My brother assures me that the title of the post is nerd for “Molecular Gastronomy Ain’t Food Science”. I hope this is true. He’s a very convincing liar.
The term molecular gastronomy has gone from niche jargon to a standard phrase in discussions of food. In many ways, molecular gastronomy is synonymous with modern cuisine. I find this ironic, because it is anything but modern. Techniques have been honed and the array of available chemicals has expanded, but that is a difference in degree, not a difference in kind.
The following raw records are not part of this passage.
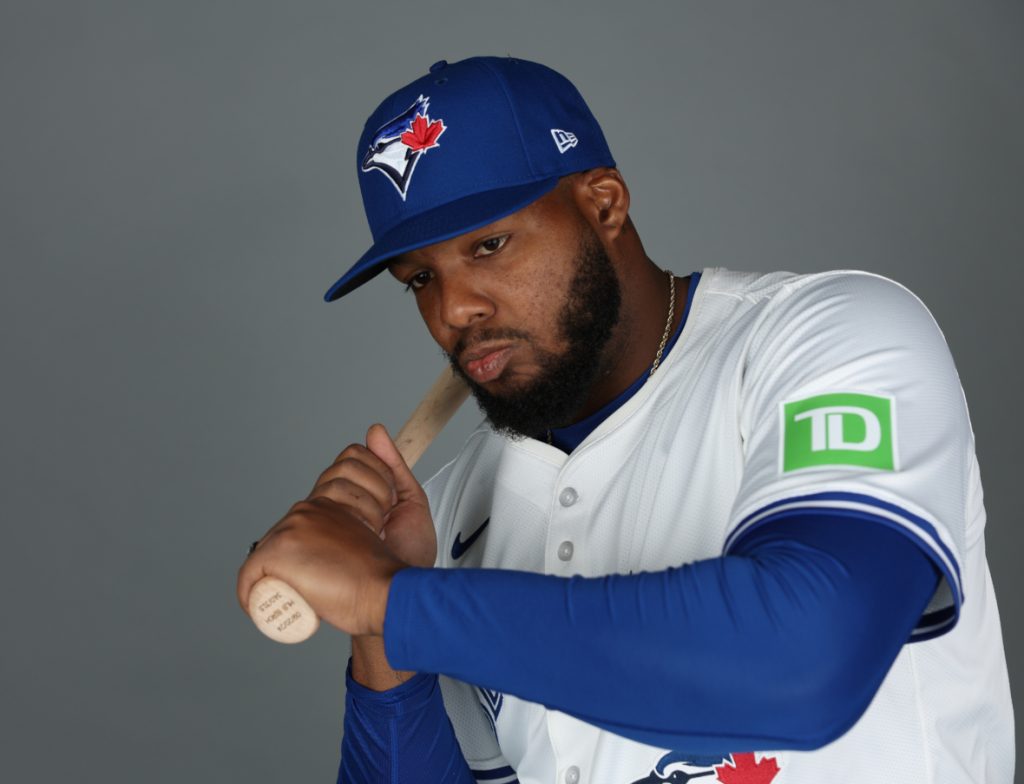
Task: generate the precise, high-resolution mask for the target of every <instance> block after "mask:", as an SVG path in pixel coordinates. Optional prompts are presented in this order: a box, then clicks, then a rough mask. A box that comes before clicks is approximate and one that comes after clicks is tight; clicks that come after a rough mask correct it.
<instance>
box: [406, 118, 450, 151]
mask: <svg viewBox="0 0 1024 784" xmlns="http://www.w3.org/2000/svg"><path fill="white" fill-rule="evenodd" d="M445 130H447V129H446V128H445V127H444V121H443V120H434V121H433V122H432V123H430V124H429V125H428V124H427V118H426V117H424V116H423V115H417V116H416V119H415V120H414V121H413V130H411V131H406V132H404V133H403V134H401V143H402V144H404V145H406V146H407V147H409V148H410V149H412V150H413V151H414V153H419V151H421V150H423V151H426V150H428V149H430V148H431V147H436V146H437V137H438V136H440V135H441V134H442V133H444V131H445Z"/></svg>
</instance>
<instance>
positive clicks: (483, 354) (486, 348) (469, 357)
mask: <svg viewBox="0 0 1024 784" xmlns="http://www.w3.org/2000/svg"><path fill="white" fill-rule="evenodd" d="M514 350H515V349H514V347H513V346H510V345H508V344H507V343H506V344H502V345H490V346H483V347H480V348H475V349H473V350H472V351H466V352H464V353H463V355H462V357H461V364H462V366H463V369H465V372H466V375H467V376H469V378H471V379H472V380H473V381H475V382H476V383H477V384H486V383H487V382H488V381H494V380H495V379H497V378H498V377H499V376H501V375H502V373H503V372H504V371H505V365H507V364H508V361H509V359H510V358H511V356H512V352H513V351H514Z"/></svg>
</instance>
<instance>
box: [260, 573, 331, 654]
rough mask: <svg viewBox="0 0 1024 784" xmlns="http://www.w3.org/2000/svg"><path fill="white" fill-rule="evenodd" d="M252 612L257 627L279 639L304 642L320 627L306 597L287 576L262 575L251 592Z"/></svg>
mask: <svg viewBox="0 0 1024 784" xmlns="http://www.w3.org/2000/svg"><path fill="white" fill-rule="evenodd" d="M249 616H250V617H251V618H252V619H253V623H255V624H256V628H258V629H259V630H260V631H262V633H263V634H264V635H266V636H267V637H268V638H270V639H271V640H273V641H275V642H279V643H301V642H303V641H304V640H308V639H309V638H310V637H312V636H313V635H314V634H315V633H316V629H317V628H319V618H317V617H316V613H314V612H313V608H312V607H310V606H309V605H308V603H307V602H306V600H305V599H303V598H302V597H301V596H299V593H298V592H297V591H295V589H293V587H292V586H291V585H289V584H288V583H287V582H285V581H284V580H280V579H278V578H276V577H263V579H261V580H260V581H259V582H257V583H256V584H255V585H253V589H252V591H250V592H249Z"/></svg>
Two hundred yeas ago, if we wanted to make something like an aspic*, you would boil down pig skin to extract the gelatin. Today, we can buy a packet of powder from the store. The source of gelatin, be that a vat of boiled pig skin or a convenient sized packet), does not make the molecular processes that occur during the cooking different.
I would argue that the real difference is that the convenience of things like gelatin packets allows us to be cavalier in our molecular manipulation of food. Why not turn a strawberry sauce into strawberry caviar? All we have to do is add the powder in this packet. We create these manipulations for the sake of the manipulation itself.
If we had to boil down a pig to make strawberry caviar, we might think twice about whether strawberry caviar was truly superior to strawberry sauce when it came to the quality of the dish. Herein lies the problem of molecular gastronomy. Like many endeavors (cue Dr. Ian Malcolm), we sometimes focus can we do something rather than should do it.
This is how we end up with dishes like this:
Foodie: So, you created edible paper and then used edible ink to printed the recipe for the edible paper and ink onto the edible paper so that eating the dish and recipe are the same thing? How profound and poetic.
Chef: How does it taste?
Foodie: Like paper!
Some of us might find such a creation to be a profound and poetic commentary on consumption. It is not, however, good eating.
This is not to say that science does not have a place in cooking. In fact, science is critical to the success of any dish. Without science we quite literally couldn’t cook anything (thank you, thermodynamics).
When I create a recipe, say for a cake, knowing the composition of different flours, hydration ratios, the chemistry of leavening agents, and methods for strengthen emulsions are critical for the success of the recipe. Heat conductivity, melting and vaporization temperatures, the effects of heat and pressure on physical states, the hydroscopic nature of certain minerals, density differentials – all these things and more play important roles in almost every aspect of cooking.
The science of cooking is not the exclusive domain of molecular gastronomy. It simply does not matter if you are eating at the restaurant of molecular gastronomy pioneer Wylie Dufresne or at your local diner. The science of cooking is there, on your plate and in the kitchen, even if we are not aware of it. But, being aware of it can unlock new, creative, and delicious opportunities for both the home cook and the seasoned, professional chef*.
*If you are a seasoned professional chef and you haven’t read the science of cooking Bible, Harold McGee’s On Food and Cooking, you have some explaining to do to both me and your customers.